The BuzzFeed report alleges that the fast-growth of Blue Apron led to a less-than-stringent hiring processes and a reliance on temp workers at its Richmond warehouse facility, resulting in some pretty rough working conditions.
For instance, in the 38 months since Blue Apron opened the Richmond facility, the Richmond Police responded to two complaints of weapons, three calls for bomb threats, and seven calls alleging assault, with at least four arrests made due to threats of violence, BuzzFeed reports.
Employees say the violence has included being punched, choked, groped, pushed, not to mention the bomb scares.
BuzzFeed reports that the scary conditions hit their peak in August, 2015, and by October that year, the general manager of the facility hired a safety manager for the facility and advocated slower hiring and the safety record has improved since then.

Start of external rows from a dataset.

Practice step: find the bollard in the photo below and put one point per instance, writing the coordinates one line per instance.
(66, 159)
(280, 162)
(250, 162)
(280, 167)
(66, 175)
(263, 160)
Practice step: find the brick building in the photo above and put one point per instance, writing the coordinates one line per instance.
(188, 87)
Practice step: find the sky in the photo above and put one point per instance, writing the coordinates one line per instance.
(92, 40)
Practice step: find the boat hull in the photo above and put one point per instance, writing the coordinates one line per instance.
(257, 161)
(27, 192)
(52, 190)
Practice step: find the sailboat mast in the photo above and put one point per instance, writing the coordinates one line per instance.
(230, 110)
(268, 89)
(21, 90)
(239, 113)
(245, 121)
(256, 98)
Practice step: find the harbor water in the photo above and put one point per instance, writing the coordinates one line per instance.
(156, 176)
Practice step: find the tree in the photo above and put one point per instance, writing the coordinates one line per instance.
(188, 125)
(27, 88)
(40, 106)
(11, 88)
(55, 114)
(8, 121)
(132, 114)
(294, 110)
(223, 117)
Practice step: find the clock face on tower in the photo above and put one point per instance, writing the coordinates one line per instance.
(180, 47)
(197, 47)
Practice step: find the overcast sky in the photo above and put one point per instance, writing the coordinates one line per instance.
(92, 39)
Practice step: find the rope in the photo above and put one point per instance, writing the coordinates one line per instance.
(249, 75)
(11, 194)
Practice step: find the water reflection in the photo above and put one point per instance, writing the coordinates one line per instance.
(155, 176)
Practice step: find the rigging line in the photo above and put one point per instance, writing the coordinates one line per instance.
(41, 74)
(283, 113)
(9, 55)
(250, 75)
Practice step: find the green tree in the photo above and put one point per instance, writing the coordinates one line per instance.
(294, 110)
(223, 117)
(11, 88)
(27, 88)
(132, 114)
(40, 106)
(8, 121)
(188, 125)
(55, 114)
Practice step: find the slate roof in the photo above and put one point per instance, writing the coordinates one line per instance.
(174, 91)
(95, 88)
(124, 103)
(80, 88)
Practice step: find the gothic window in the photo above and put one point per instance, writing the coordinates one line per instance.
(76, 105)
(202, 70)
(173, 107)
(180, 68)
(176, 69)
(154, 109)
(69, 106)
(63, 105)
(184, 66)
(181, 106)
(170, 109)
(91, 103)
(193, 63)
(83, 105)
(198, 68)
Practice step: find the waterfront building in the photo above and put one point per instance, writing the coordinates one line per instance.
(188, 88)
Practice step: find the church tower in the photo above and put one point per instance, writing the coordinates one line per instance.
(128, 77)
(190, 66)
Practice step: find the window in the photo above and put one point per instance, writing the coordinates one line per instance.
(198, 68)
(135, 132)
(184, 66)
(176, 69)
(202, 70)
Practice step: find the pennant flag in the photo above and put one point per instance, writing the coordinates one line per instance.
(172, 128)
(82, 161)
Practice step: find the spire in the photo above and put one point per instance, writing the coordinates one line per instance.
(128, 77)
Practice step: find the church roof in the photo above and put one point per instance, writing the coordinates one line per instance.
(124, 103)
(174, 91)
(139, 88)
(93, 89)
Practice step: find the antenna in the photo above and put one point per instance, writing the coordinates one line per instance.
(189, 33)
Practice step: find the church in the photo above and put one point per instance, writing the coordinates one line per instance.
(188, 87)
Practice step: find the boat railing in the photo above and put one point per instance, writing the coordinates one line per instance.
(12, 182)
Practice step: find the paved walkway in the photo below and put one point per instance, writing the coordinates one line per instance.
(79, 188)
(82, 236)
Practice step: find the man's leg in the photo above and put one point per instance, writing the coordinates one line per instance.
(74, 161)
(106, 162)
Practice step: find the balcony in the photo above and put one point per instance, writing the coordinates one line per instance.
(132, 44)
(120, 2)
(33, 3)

The company told Business Insider that it does screen all of its full-time warehouse employees for drugs and criminal backgrounds, but a different process applies for the temp workers, and that’s what led to problems in the past.
Nisha Devarajan, a Blue Apron spokesperson told us (emphasis ours):
“We require temporary staffing agencies to perform proper screening and background checks on their workers as well, however, Blue Apron does not receive those results since the staffing agency is the worker’s employer. In parts of 2014 and 2015, we experienced difficulty with several temporary staffing agencies in Richmond who did not meet our performance standards and sometimes provided workers who did not always abide by our policies and procedures or share our values. As a result, Blue Apron quickly ended its relationship with these agencies.”
Cold and stressful
Blue Apron employs over 4,000 people, total, and over 1,000 at the Richmond facility. All told, it delivers around 8 million meals a month, CEO Matt Salzberg told Fortune. It has raised nearly $194 million in venture funding, and was valued at $2 billion in 2015.
It prides itself on sourcing fresh, seasonal ingredients from artisan farmers, chopped and packed with all the spices and condiments needed to cook up an original recipe. This at $8-$10 a serving.
It also allows customers to change their orders fairly last minute.
And that means those employees are doing the slicing, dicing and measuring at wages starting at $12/hour, Buzzfeed reports (as does Glassdoor.)
As Blue Apron grows more successful, the stress on the employees to fill those boxes increased, employees told Buzzfeed.
“It was crazy. You felt like you were running all the time,” one employee told BuzzFeed.
Even in the best of circumstances, this job could be tough for some people because. That’s because to meet food health laws, employees are working in warehouses that are kept at a temperature below 40 degrees. They are issued a jacket, thermals, a hat, and a neck warmer.
Devarajan told Business Insider:
“As with any operation that handles perishable food, we maintain a range of temperature zones in our fulfillment centres to ensure that food is handled safely and in accordance with applicable law and industry best practice.”
The California’s Division of Occupational Safety and Health has been overseeing the facility and has issued some fines for violations, some of which Blue Apron has contested, appealed and had reduced, BuzzFeed reported.
Richmond is known for some sketchy neighbourhoods.
Devarajan told us that the company is “proud” that it brought so many jobs to the area and that “Blue Apron has proactively built a relationship with the Richmond Police Department and the local community.”
She further said:
“Precisely because Blue Apron takes its employee safety so seriously and has a zero tolerance policy, our local management team will call the police to help investigate any incident big or small such as a verbal threat or physical altercation, or the loss of personal items like a cell phone. Dozens of calls may be logged related to collaboration on any given incident, and many calls could be related to no specific incident at all.”
And she added:
“Blue Apron is committed to creating the best possible workplace experience for all of our employees and the safety of our employees and customers has always been our top priority. We have created thousands of jobs across the country and have always promptly addressed any issues we’ve encountered in any of our facilities. We are proud of the culture we’ve developed, and work diligently to ensure that all team members — from our corporate headquarters to our fulfillment centres — feel valued, respected and have opportunities for career growth.”